Don't understand how setup forwarding "X-Forwarded-For" header via Traefik to services in K8s

Hi!
I installed on a test installation of Kubernetes cluster Traefik with Helm chart https://github.com/traefik/traefik-helm-chart.
My values file is:


IngressRoute config about is:
image
I send request via curl:
curl -v -H "X-Forwarded-For: 1.1.1.1" -H "Hello: world" TARGET_URL
and see in the logs of Traefik:

{"ClientAddr":"10.20.56.179:46934","ClientHost":"10.20.56.179","ClientPort":"46934","ClientUsername":"-","DownstreamContentSize":612,"DownstreamStatus":200,"Duration":753444,"OriginContentSize":612,"OriginDuration":711862,"OriginStatus":200,"Overhead":41582,"RequestAddr":"test-traefik.surfstudio.ru","RequestContentSize":0,"RequestCount":324,"RequestHost":"test-traefik.surfstudio.ru","RequestMethod":"GET","RequestPath":"/","RequestPort":"-","RequestProtocol":"HTTP/1.1","RequestScheme":"http","RetryAttempts":0,"RouterName":"default-traefik-ingress-http-49c1f9c3592ef6a3f176@kubernetescrd","ServiceAddr":"10.244.21.221:80","ServiceName":"default-traefik-ingress-http-49c1f9c3592ef6a3f176@kubernetescrd","ServiceURL":{"Scheme":"http","Opaque":"","User":null,"Host":"10.244.21.221:80","Path":"","RawPath":"","ForceQuery":false,"RawQuery":"","Fragment":"","RawFragment":""},"StartLocal":"2020-12-16T16:06:00.397103664Z","StartUTC":"2020-12-16T16:06:00.397103664Z","downstream_Accept-Ranges":"bytes","downstream_Content-Length":"612","downstream_Content-Type":"text/html","downstream_Date":"Wed, 16 Dec 2020 16:06:00 GMT","downstream_Etag":""5f9ade5a-264"","downstream_Last-Modified":"Thu, 29 Oct 2020 15:23:06 GMT","downstream_Server":"nginx/1.18.0","downstream_Vary":"Accept-Encoding","entryPointName":"web","level":"info","msg":"","origin_Accept-Ranges":"bytes","origin_Content-Length":"612","origin_Content-Type":"text/html","origin_Date":"Wed, 16 Dec 2020 16:06:00 GMT","origin_Etag":""5f9ade5a-264"","origin_Last-Modified":"Thu, 29 Oct 2020 15:23:06 GMT","origin_Server":"nginx/1.18.0","origin_Vary":"Accept-Encoding","request_Accept":"/","request_Accept-Encoding":"gzip","request_Hello":"world","request_User-Agent":"curl/7.68.0","request_X-Forwarded-Host":"test-traefik.surfstudio.ru","request_X-Forwarded-Port":"80","request_X-Forwarded-Proto":"http","request_X-Forwarded-Server":"test-k8s-all","request_X-Real-Ip":"10.20.56.179","time":"2020-12-16T16:06:00Z"}

that is, there is no header in the logs.
I searched for information in google and documentation, but could not find an exact description of how to set up saving the header "X-Forwarded-For" and sending it to the service.

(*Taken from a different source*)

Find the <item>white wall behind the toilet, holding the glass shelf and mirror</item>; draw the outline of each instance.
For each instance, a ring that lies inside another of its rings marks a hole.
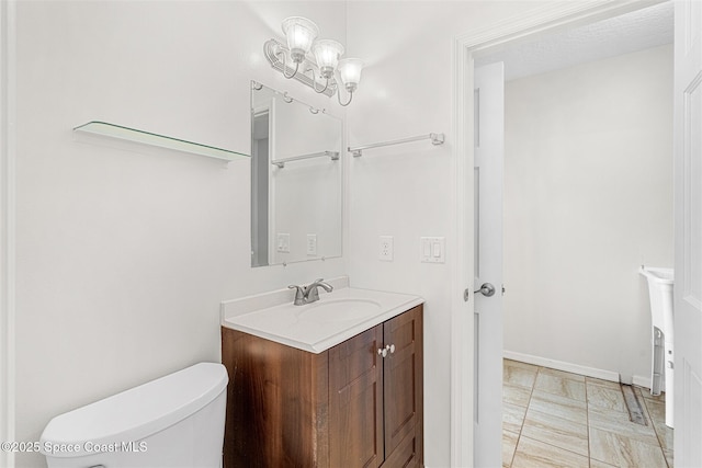
[[[293,14],[346,41],[338,2],[19,2],[18,441],[38,441],[61,412],[219,361],[220,300],[346,273],[344,260],[250,267],[248,160],[71,132],[104,119],[249,152],[251,79],[329,106],[263,57]]]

Tell me how to set it up. Or I don’t understand something.
Thank you.

Hi @zab_djuda,

Thanks for your interest in Traefik!

By default, Traefik will override all X-Forwarded-* headers in the request if the sources sending those headers are not trusted. The following documentation explained how to configure the trusted sources: https://doc.traefik.io/traefik/routing/entrypoints/#forwarded-headers

As a side note, you are not seeing the X-Forwarded-For in the logs because, as said before, this header is removed by Traefik and added later by the ReverseProxy implementation in the go standard library.

Hope this helps.

1 Like

I figured out how to set it up correctly using Helm Chart!
See lines with comments:


But it is better not to use "X-Forwared-For" header because it can be easily faked.
I think we can use a "X-Real-Ip" header.

1 Like

You say that the header "X-Forwarded-For" added later by the ReverseProxy implementation, can you please tell me how the ip is determined which is further add in the header?

I've sent you the link to the go source code.

Basically, the X-Forwarded-For value is set to the source IP of the remote connection, if the header value is not already defined (which is the case if Traefik removes the header because the source is not trusted).